For one, voters only care about vibes. They don't give a shit about policy. Mitch McConnell reassured fellow Republicans that voters would "get over" the Medicaid cuts. He may be evil, but he is good at what he does and is 100% correct here. This attitude goes across the political spectrum. The most popular politicians on the left (e.g. AOC and Sanders) have some of the weakest
Even in a best case scenario of an informed voter base, voting still isn't enough. Politicians and their dozen or so staffers can't be experts in every aspect of society.
> Colonisation of North America was not a central plan.
It's almost as if you brought up a famine in a different continent. Colonization of land and resources is different from the colonization of a people, which is central planning.
> Ultimately, it is not about who has the power and where does the legitimacy of power come from, but how is that power wielded.
I don't really disagree with anything below.
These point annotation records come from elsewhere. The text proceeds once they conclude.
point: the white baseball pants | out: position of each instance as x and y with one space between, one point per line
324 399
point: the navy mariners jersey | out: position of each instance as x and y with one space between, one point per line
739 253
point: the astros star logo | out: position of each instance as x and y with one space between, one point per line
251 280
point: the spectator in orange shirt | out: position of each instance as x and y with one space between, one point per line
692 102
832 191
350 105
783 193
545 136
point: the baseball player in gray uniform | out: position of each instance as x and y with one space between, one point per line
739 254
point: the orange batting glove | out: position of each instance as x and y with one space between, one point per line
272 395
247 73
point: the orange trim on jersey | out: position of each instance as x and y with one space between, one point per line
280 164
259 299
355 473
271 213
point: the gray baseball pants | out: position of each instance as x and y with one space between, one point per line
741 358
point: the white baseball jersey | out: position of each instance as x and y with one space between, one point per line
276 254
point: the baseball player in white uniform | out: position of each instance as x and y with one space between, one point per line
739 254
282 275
Grand parent, the person you were responding to
> Sure but I mean in terms of the abstract. The idea that those most successful may have to pay more in taxation, the idea that justice should be blind and that everyone deserves a trial. I guess the tipping point is when your belief in the part of society that are wrong are so extreme that you think its ok to undermine society (e.g. steal public money, push infront of queues, etc) in order to combat that "wrong".
There are much more nuances and rules in (today's?) society. Just a quick examples of things that can be considered good but are actually controversial if you stir it a bit: there are concepts considered "rights" almost everywhere, yet you have to pay money to actually enjoy them, and if you don't have money, you lose the "right" (i.e. home). You can be in favor of the right but not of the implementation.